President Moon Jae-in embarks on a trip to the United States today to make a keynote speech at the United Nations General Assembly in New York. But his trip this time carries greater significance than ever due to North Korea’s ever-growing nuclear threat and the sharp division of the international community over the issue.

After the North’s successful launch last week of a Hwasong-12 intermediate-range ballistic missile and its maneuver to deploy them for combat, North Korean leader Kim Jong-un declared that his country has almost reached the point of complete nuclear armament, underscoring a need to reinforce its newfound attack capabilities. Under such volatile circumstances, President Moon must consolidate South Korea’s alliance with the United States and augment cooperation with other countries to address the nuclear conundrum.

The Korean Peninsula is entering an extremely dangerous phase in the face of Pyongyang’s obsession with nuclear weapons. Quoting Kim’s words, the Korean Central New Agency, the state mouthpiece of North Korea, said it is time to put an end to the decades-old division with nuclear warheads. Responding, U.S. President Donald Trump warned at Andrews Air Force Base that judgement day arrives when North Koreans hear the roaring sounds of F-35 stealth fighters. In a press conference on the same day, U.S. National Security Advisor Herbert H.R. McMaster also did not rule out a military option.

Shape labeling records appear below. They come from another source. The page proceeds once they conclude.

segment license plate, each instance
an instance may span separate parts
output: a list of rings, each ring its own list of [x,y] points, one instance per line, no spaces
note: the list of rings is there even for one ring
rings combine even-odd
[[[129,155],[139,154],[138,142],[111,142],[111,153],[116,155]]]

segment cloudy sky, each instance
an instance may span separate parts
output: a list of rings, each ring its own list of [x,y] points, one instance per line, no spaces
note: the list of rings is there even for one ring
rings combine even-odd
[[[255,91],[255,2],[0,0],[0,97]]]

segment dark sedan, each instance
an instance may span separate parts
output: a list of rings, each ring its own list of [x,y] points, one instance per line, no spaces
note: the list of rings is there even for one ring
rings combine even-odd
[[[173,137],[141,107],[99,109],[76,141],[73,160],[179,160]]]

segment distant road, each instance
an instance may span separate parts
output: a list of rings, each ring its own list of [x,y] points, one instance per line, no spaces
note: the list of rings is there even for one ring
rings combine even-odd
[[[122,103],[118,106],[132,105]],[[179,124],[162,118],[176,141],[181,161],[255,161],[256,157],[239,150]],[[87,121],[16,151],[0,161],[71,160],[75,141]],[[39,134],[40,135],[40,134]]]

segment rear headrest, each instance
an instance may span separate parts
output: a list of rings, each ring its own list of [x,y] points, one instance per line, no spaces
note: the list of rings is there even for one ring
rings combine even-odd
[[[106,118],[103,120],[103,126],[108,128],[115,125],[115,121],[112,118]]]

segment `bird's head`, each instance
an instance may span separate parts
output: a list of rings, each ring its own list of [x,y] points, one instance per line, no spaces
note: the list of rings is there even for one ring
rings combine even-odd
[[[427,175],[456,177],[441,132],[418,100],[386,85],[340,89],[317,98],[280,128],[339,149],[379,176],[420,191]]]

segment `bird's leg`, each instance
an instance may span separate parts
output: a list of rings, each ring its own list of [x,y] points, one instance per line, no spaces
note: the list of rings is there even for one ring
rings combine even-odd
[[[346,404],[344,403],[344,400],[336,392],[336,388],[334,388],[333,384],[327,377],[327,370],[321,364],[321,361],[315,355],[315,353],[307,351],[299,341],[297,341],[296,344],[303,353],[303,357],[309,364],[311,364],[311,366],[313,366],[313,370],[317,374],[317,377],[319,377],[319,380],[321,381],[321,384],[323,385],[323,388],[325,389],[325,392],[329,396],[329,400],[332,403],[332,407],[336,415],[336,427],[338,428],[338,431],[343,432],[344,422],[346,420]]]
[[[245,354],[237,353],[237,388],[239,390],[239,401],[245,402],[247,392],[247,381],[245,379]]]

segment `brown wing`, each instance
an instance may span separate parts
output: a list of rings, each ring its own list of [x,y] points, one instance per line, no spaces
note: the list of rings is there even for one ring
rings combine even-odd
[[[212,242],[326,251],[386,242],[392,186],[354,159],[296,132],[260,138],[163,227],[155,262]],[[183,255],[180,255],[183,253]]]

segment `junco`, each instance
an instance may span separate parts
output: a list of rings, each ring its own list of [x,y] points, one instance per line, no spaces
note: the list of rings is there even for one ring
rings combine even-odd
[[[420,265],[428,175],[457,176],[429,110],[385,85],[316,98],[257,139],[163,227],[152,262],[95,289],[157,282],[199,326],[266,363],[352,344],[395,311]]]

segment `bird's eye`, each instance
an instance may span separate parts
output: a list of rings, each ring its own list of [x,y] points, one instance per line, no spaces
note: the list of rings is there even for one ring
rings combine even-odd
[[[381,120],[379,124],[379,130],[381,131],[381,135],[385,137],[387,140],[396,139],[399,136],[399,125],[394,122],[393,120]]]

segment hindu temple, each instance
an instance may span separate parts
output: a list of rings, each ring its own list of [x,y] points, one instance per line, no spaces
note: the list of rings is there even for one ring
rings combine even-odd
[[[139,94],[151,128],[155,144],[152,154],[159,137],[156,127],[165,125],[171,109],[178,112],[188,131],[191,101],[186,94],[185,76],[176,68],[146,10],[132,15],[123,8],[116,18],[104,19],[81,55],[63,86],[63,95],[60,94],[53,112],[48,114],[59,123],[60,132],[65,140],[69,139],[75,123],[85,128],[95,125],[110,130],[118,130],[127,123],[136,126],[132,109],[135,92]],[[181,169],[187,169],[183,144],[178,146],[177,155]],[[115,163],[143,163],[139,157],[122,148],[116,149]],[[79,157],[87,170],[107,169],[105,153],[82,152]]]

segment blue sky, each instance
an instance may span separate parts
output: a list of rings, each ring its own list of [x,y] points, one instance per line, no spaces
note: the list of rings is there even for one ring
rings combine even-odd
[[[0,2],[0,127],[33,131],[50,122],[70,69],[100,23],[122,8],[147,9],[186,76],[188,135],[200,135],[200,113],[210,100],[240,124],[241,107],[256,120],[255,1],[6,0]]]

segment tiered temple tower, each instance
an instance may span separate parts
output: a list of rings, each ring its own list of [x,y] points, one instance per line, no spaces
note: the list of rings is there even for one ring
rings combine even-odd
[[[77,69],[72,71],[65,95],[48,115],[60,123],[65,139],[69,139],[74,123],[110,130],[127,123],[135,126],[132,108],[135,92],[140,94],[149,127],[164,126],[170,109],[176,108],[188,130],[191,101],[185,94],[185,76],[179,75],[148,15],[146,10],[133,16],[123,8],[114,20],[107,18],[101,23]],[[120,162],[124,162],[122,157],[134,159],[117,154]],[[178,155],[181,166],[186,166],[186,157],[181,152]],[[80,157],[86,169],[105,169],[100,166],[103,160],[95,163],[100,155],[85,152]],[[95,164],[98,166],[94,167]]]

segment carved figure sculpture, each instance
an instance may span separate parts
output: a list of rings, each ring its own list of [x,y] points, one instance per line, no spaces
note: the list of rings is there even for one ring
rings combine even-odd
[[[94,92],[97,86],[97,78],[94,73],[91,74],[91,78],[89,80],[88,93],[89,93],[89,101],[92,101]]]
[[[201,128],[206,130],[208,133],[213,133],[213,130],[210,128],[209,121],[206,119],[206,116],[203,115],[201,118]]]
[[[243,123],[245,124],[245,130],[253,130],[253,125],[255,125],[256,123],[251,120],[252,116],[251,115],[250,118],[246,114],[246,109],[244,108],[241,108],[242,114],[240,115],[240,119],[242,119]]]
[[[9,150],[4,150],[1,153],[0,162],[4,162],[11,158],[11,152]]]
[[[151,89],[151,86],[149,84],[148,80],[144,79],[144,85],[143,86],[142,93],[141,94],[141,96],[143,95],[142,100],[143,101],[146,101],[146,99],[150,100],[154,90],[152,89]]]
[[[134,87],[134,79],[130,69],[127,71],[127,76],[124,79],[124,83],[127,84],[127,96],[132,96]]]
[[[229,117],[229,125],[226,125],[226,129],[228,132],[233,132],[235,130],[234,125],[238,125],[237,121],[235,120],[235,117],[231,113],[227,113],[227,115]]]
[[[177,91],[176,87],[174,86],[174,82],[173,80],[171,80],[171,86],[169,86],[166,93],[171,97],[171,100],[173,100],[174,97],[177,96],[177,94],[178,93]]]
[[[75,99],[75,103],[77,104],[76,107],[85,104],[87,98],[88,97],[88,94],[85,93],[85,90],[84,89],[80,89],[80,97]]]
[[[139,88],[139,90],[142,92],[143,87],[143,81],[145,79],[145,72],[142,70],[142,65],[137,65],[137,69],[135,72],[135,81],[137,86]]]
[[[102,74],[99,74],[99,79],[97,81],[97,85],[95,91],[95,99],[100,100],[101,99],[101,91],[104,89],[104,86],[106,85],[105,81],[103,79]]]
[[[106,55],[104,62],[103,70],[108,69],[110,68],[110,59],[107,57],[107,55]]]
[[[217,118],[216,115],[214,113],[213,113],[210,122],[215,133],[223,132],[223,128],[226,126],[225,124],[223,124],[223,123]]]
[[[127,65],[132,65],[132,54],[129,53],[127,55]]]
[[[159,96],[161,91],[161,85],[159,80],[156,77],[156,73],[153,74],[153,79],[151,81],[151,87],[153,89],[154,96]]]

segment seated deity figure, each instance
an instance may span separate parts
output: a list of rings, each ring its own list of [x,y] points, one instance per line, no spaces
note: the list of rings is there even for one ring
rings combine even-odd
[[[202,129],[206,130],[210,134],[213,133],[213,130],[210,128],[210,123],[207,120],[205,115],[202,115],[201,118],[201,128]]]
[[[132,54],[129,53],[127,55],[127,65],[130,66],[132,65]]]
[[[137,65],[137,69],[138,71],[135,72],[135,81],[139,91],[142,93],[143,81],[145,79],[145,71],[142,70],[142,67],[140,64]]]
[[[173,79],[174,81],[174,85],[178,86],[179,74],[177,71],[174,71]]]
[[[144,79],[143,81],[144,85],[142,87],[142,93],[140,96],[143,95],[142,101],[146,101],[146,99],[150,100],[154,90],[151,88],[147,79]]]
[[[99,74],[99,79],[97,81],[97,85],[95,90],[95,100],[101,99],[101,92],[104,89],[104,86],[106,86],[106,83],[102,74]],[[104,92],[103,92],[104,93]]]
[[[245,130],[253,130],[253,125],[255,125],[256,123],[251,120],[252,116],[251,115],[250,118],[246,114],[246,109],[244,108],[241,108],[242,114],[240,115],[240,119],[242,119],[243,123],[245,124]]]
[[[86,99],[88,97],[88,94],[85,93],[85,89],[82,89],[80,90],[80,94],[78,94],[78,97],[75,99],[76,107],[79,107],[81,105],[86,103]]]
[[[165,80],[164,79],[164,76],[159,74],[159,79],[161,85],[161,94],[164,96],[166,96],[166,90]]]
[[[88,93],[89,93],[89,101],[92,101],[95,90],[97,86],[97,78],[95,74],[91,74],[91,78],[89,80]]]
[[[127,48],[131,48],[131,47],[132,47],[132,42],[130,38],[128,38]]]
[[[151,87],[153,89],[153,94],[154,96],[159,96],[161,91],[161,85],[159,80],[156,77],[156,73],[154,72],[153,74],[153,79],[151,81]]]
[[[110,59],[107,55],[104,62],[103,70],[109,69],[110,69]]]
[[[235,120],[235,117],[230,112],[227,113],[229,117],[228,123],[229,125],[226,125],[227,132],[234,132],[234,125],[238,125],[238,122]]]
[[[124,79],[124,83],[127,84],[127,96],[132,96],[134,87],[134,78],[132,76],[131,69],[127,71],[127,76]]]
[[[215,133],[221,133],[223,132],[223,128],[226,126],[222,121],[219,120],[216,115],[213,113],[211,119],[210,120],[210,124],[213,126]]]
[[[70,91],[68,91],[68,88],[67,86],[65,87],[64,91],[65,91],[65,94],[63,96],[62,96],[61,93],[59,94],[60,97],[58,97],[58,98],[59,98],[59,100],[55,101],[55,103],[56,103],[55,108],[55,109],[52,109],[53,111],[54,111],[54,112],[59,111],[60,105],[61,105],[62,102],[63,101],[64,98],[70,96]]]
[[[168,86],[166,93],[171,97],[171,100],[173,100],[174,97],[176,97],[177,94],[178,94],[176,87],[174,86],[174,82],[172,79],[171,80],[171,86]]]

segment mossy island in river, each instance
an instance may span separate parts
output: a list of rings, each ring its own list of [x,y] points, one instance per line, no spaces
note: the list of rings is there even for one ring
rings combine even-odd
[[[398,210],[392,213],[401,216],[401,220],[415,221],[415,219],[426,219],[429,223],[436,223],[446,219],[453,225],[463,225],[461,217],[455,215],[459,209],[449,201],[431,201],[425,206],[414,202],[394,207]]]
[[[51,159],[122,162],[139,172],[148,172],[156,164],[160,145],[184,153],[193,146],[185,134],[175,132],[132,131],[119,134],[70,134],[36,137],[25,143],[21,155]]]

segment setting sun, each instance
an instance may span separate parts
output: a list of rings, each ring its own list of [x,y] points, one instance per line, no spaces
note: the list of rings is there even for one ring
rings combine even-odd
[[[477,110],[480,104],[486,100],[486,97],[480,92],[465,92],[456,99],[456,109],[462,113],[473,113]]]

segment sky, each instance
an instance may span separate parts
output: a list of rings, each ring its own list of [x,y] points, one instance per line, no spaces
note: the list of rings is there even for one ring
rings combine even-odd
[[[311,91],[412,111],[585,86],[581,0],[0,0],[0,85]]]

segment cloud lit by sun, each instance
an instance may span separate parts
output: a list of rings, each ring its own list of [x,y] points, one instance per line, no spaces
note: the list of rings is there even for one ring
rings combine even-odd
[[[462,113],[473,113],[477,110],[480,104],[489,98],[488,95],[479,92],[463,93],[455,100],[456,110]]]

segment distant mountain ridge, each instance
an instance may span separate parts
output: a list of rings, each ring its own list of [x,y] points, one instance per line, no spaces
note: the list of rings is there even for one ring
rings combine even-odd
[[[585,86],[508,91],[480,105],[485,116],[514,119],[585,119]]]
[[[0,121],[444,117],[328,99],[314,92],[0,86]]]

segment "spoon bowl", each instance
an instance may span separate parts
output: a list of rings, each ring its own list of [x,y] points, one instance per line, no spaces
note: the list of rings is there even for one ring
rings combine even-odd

Opposition lawmakers’ visit to Washington to call for a redeployment of U.S. tactical nuclear weapons is understood as a sign of determination to resolve our security crisis. Despite the State Department’s reassurance of the U.S. nuclear umbrella, the lawmakers hit the nail on the head given the sensitive reaction by Chinese Ambassador to Washington Cui Tiankai. He said China strongly opposes deployment of nuclear weapons in any part of the Korean Peninsula.

Cui made the remarks as he well knows that the redeployment of tactical nukes will surely serve as stronger pressure on Beijing to denuclearize North Korea. In that sense, President Moon’s opposition to the deployment in his interview with CNN before his trip to the United States is very regrettable. He could have used the card strategically apart from the redeployment of the nukes in South Korea.

The best way to cope with the North’s threat is an unflinching alliance with Washington. With the peninsula heading into a security crisis, South Korea and the United States must restore their alliance. Dialogue with the rogue state comes next.

President Moon’s visit must reflect such urgency. In a telephone conversation with Trump, Moon mentioned a need to strengthen a joint defense capability between the two allies to effectively counter the North’s provocations. We hope he eases growing public concerns about security in a summit with Trump once and for all.